Malgré le respect que j’éprouve à l’égard des religions et des livres dits sacrés, je ne pense pas que ces derniers représentent la Vérité divine ; encore moins que c’est Dieu Lui-même qui les a écrits. Cela supposerait en effet qu’Il est un Être anthropomorphique qui s’exprime et agit à la manière des êtres humains, ce qu’Il n’est pas et ne fait pas. Au regard de l’Ontologie rosicrucienne, Il s’apparente plutôt à une Intelligence, une Conscience, une Force, une Énergie (peu importe le terme) informelle et impersonnelle. Il ne peut donc être l’Auteur de quelque texte que ce soit.

Il me semble évident que les livres sacrés ont été écrits par des êtres humains.
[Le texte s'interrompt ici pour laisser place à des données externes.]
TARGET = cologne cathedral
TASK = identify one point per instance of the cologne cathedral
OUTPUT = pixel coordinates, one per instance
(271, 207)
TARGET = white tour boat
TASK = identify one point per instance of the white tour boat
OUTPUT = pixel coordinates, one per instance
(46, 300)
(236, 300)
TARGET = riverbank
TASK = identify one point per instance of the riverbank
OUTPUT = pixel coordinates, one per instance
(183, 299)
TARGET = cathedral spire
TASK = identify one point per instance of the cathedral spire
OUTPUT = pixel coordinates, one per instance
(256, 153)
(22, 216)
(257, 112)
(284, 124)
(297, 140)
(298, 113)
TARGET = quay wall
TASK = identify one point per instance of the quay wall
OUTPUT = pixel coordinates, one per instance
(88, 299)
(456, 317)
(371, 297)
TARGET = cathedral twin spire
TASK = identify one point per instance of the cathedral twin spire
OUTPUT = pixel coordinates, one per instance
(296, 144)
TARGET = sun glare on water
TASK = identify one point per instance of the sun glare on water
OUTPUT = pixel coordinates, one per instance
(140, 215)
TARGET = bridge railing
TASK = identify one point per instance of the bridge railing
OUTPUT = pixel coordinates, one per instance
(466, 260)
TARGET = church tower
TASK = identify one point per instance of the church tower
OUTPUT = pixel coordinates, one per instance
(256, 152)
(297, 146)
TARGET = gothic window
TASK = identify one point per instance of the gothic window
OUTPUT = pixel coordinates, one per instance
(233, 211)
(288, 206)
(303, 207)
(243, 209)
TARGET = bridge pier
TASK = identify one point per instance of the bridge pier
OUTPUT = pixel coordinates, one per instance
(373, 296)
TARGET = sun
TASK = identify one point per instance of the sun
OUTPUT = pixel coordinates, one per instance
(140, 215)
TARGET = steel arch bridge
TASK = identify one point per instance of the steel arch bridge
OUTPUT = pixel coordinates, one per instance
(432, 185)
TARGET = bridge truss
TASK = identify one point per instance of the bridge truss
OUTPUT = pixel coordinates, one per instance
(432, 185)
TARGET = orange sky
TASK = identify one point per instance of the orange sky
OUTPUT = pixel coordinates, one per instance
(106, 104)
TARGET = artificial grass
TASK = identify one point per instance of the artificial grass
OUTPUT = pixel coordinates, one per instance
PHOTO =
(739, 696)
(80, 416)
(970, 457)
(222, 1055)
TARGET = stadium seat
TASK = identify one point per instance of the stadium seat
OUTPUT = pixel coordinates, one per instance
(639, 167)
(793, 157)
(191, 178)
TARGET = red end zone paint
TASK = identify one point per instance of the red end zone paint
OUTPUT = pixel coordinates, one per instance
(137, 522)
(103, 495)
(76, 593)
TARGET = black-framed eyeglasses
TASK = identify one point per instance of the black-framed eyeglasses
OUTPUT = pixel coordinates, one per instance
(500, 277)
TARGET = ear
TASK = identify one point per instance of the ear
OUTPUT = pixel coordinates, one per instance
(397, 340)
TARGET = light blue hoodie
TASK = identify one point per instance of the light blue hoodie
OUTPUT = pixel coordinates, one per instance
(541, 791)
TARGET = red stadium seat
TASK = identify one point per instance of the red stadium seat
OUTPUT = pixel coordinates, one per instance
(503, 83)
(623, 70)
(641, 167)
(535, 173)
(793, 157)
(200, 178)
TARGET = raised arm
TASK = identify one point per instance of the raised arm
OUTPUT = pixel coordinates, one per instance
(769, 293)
Or, aussi inspirés furent-ils, ces êtres étaient nécessairement imparfaits et avaient leurs faiblesses et leurs limites. Par ailleurs, ces écrits furent rédigés il y a plusieurs siècles et s’adressaient à des personnes qui vivaient dans un contexte géographique et socio-culturel particulier. Depuis, ce contexte a beaucoup évolué, de même que les mentalités et les consciences. La science, elle aussi, a beaucoup progressé et considérablement réduit la notion de “miracle“. Toujours est-il que nombre de doctrines et de règles de vie présentées dans les livres sacrés sont devenus obsolètes et même archaïques.

En ce qui me concerne, je suis convaincu que si Moïse, Bouddha, Jésus ou Mahomet, pour ne citer qu’eux, revenaient aujourd’hui à la vie, ils n’hésiteraient pas à changer les doctrines, les règles, les préceptes et autres commandements qui ne sont plus adaptés à notre époque. Je pense également que si les grandes religions persistent à ne rien changer dans leur enseignement, tant sur le plan doctrinal que moral, elles se condamnent à disparaître graduellement. Vous noterez d’ailleurs qu’elles sont de plus en plus délaissées, y compris par des personnes qui ont pourtant la foi mais qui suivent désormais d’autres voies pour mener leur quête spirituelle.

Mais ce qui me semble le plus grave en la matière, c’est le fait que trop de fidèles sont prêts à s’opposer les uns aux autres, voire à s’entretuer, au nom de ce qui est enseigné dans les écrits sacrés de leur religion. C’est là le résultat du dogmatisme et, dans les cas extrêmes, de l’intégrisme et du fanatisme. Pourtant, dans ce domaine plus qu’en tout autre, il est une vertu que tout croyant devrait cultiver : la tolérance. J’ajouterai que la meilleure manière de vivre sa foi est de lui associer l’usage de la raison, qui demeure, pour les êtres humains, le rempart contre l’obscurantisme religieux et toutes les horreurs qu’il peut générer en ce monde.